The service levels have to be determined in a quantifiable, measurable and objective way. Based on the types of service, at a contractual level, the SLAs may be determined on an event-basis - taking into account the errors or events that may prevent the availability of the service - or on a performance-basis where the service level is determined in terms of availability, speed or continuity of the service. In such cases, the supplier’s failure to meet the performance level may lead to a breach of contract or the application of price-adjustment mechanisms.
As a general business practice, the service levels description is done by the supplier due to its greater knowledge of the service being offered. On the other hand, the customer often negotiates the remedies and consequences available in the event a violation of the service levels occur. One of the most contentious issues in this regard is the penalty system applicable in case the provider fails to meet the level of services promised under the SLAs. As a general matter, in case of failure the customer has a right to deduct from the fees owed to the cloud provider the amounts of penalty accrued vis-a-vis the number of violations. From the supplier’s point of view, the penalty system should be envisaged as the exclusive remedy in case of breach of SLA, while, on the other hand, the customers usually seek to have the penalty applicable on top of other contractual remedies, such as compensation for greater damages suffered due to the interruption or latency of the service.
Finally, the parties should specify in which cases the supplier's breach of the service levels is so significant to result in the customer's right to terminate the contract. However, even in the absence of such specification, the customer could terminate the contract by way of law in the event a material malfunctioning of the system prevents the customer to benefit from the service for a long period of time.
One of the characteristics that pushes customers to look for cloud services is most definitely the high level of availability of the service purchased, i.e. the round-the-clock access without interruption, alongside the quality and speed of the service. As a matter of fact, the leading companies in the industry are usually able to guarantee high levels of performance offering the service seamlessly and on a continuous basis, without delay or interruption. The need for the service continuity is key for customers in particular when an incident or an exceptional event occur affecting the IT infrastructure as a whole. Also, business continuity and disaster recovery are legal requirements in certain industries (i.e. the financial sector).

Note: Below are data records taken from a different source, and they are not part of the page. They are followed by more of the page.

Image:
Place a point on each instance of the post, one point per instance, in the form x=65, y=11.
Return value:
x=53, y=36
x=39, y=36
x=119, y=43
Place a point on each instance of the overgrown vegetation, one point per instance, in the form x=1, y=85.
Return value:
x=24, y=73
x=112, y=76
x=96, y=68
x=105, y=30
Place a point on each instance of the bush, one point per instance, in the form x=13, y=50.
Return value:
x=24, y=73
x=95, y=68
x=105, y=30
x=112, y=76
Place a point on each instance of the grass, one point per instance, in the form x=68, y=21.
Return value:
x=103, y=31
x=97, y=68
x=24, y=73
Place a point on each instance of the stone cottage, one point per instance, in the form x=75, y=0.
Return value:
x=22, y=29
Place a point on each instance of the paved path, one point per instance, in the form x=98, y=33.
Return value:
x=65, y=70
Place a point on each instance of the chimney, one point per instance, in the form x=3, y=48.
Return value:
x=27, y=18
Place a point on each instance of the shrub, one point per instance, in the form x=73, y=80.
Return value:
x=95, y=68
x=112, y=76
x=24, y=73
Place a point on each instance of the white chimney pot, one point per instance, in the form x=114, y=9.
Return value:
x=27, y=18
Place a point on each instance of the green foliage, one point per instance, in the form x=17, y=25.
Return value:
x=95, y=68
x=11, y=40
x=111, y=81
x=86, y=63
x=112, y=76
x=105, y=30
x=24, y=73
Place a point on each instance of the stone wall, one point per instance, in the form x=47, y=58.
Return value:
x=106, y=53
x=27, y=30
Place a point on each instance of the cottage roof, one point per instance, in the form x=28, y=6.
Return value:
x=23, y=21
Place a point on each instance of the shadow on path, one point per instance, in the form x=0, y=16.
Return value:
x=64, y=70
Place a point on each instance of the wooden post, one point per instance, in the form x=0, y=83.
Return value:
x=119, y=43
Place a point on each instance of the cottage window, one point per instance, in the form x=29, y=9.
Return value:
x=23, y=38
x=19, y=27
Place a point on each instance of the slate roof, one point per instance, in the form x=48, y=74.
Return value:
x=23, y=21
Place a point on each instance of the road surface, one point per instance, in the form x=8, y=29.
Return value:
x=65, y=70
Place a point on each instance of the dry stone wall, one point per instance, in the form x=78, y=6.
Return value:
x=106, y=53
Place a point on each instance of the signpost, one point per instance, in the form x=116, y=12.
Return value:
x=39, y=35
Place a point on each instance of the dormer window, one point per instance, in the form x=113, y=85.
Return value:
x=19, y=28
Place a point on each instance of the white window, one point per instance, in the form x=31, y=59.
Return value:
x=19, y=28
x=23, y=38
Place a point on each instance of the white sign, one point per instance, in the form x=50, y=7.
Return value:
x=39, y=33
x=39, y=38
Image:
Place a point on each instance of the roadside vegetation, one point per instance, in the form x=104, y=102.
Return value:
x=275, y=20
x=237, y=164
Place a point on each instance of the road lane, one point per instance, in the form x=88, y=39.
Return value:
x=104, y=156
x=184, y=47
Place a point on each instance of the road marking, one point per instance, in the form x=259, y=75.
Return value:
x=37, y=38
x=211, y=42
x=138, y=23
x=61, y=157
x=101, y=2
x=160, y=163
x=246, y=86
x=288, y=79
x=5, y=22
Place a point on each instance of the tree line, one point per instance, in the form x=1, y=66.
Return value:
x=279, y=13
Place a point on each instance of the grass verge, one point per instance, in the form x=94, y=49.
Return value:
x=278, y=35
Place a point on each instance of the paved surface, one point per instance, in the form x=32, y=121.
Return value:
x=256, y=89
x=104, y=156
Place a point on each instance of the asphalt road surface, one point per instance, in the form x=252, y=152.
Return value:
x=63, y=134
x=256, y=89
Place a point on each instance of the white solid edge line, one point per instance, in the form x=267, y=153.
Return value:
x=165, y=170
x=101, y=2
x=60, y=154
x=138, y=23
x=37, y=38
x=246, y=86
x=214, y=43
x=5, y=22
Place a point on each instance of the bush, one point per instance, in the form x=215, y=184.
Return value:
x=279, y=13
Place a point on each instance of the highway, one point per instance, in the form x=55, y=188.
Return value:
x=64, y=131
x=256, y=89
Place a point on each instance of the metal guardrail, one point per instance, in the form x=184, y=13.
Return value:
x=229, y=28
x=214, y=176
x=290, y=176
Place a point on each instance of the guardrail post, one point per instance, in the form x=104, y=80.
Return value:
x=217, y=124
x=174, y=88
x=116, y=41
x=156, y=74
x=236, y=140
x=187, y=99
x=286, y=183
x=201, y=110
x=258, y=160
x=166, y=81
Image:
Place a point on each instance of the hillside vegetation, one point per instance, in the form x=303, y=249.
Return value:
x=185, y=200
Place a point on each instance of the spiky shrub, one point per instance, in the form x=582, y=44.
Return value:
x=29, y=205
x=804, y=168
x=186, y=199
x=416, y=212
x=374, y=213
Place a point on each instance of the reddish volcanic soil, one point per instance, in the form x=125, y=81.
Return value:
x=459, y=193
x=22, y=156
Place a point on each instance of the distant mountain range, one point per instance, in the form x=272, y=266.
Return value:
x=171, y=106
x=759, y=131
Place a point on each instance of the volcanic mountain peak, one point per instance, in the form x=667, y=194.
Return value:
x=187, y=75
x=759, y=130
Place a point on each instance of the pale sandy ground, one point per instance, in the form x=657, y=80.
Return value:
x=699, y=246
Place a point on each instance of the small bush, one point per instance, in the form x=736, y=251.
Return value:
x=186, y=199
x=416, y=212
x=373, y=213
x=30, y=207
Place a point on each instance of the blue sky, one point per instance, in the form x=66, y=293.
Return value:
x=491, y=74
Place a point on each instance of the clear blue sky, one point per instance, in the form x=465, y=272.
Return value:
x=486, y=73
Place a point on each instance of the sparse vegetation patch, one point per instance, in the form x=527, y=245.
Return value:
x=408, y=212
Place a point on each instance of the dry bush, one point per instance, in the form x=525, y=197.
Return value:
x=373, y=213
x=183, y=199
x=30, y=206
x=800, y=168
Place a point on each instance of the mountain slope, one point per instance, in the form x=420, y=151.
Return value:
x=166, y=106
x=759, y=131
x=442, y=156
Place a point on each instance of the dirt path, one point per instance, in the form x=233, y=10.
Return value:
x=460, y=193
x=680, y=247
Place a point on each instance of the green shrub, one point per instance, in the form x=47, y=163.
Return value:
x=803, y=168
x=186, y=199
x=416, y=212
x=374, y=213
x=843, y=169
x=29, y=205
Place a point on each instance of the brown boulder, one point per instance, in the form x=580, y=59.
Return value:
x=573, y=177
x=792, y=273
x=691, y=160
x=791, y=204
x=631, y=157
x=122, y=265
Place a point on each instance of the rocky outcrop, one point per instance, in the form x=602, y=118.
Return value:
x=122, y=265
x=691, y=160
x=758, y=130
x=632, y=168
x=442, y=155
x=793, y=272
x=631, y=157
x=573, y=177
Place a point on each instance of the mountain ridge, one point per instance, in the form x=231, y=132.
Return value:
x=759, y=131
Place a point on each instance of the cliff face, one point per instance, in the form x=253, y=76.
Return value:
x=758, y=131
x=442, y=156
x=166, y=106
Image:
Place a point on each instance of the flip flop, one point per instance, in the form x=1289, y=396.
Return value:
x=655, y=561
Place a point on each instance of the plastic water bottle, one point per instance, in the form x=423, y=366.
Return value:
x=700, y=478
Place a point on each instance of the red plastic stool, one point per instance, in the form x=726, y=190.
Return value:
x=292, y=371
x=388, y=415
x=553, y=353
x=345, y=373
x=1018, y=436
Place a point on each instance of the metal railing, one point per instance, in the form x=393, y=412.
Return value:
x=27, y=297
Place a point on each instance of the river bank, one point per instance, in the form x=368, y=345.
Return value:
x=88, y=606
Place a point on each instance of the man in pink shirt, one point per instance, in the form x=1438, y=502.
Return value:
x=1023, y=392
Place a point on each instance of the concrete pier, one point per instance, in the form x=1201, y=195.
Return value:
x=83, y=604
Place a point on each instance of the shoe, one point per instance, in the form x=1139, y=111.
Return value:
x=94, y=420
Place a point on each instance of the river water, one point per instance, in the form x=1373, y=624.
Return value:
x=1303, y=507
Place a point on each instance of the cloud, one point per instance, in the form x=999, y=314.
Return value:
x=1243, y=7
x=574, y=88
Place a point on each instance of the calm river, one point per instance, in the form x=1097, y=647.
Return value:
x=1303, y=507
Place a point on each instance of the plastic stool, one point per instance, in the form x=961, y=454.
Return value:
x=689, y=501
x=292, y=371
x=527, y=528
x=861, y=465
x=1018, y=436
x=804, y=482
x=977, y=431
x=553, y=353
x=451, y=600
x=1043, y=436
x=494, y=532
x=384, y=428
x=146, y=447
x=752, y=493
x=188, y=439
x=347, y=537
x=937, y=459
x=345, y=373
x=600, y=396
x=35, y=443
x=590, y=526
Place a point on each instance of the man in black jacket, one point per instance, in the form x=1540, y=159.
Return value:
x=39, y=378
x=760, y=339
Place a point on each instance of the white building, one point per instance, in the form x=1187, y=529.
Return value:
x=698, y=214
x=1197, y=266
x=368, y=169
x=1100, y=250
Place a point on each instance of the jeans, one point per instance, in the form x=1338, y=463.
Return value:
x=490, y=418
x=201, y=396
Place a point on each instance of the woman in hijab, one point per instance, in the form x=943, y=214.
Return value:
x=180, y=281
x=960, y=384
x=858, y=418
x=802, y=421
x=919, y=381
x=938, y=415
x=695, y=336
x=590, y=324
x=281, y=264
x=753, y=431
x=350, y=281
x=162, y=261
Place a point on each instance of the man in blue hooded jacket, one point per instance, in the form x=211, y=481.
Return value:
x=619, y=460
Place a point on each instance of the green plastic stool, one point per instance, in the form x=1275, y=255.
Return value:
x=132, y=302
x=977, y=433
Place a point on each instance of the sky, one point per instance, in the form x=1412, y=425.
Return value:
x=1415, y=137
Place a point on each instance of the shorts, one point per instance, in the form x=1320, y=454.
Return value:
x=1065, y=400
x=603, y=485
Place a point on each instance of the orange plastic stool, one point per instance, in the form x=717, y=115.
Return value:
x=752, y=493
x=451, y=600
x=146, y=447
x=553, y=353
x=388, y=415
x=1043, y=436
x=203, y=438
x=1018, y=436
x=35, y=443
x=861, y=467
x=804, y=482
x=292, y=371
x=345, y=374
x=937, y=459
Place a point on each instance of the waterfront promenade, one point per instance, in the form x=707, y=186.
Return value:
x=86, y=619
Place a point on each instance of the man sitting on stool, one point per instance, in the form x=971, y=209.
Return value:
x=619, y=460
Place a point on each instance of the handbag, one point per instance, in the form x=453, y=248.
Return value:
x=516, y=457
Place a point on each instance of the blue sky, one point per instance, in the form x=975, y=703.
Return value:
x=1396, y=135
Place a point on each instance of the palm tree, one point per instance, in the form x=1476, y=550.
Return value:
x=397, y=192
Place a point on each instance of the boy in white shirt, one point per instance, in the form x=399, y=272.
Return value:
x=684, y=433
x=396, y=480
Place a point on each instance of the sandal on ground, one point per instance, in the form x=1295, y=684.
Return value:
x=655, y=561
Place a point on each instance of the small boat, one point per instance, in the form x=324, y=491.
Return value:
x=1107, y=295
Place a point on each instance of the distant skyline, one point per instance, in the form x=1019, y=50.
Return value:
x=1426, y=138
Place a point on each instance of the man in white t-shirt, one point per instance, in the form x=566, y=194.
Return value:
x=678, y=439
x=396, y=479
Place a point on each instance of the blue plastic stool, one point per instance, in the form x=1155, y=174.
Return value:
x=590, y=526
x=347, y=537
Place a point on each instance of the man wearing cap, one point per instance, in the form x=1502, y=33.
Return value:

In this regard, cloud service providers adopt special business continuity and disaster recovery plans, consisting of procedures implemented in order to avoid or mitigate as much as possible the negative effects of a service interruption, as well as procedures that restore the service (and data) to the level attended by the customers. The customers thoroughly select the suppliers also in light of their ability to guarantee the execution of the business continuity and disaster recovery measures as quickly and effectively as possible, including, for example, data back-up, offsite replication of the system and IT recovery processes.
The deployment of cloud technologies across all business sectors brings into play unique factors and mechanisms that must be taken into account by IT suppliers and customers when negotiating and executing IT contracts. Some of these have been discussed in this article. However, there are many others that we will address in subsequent publications.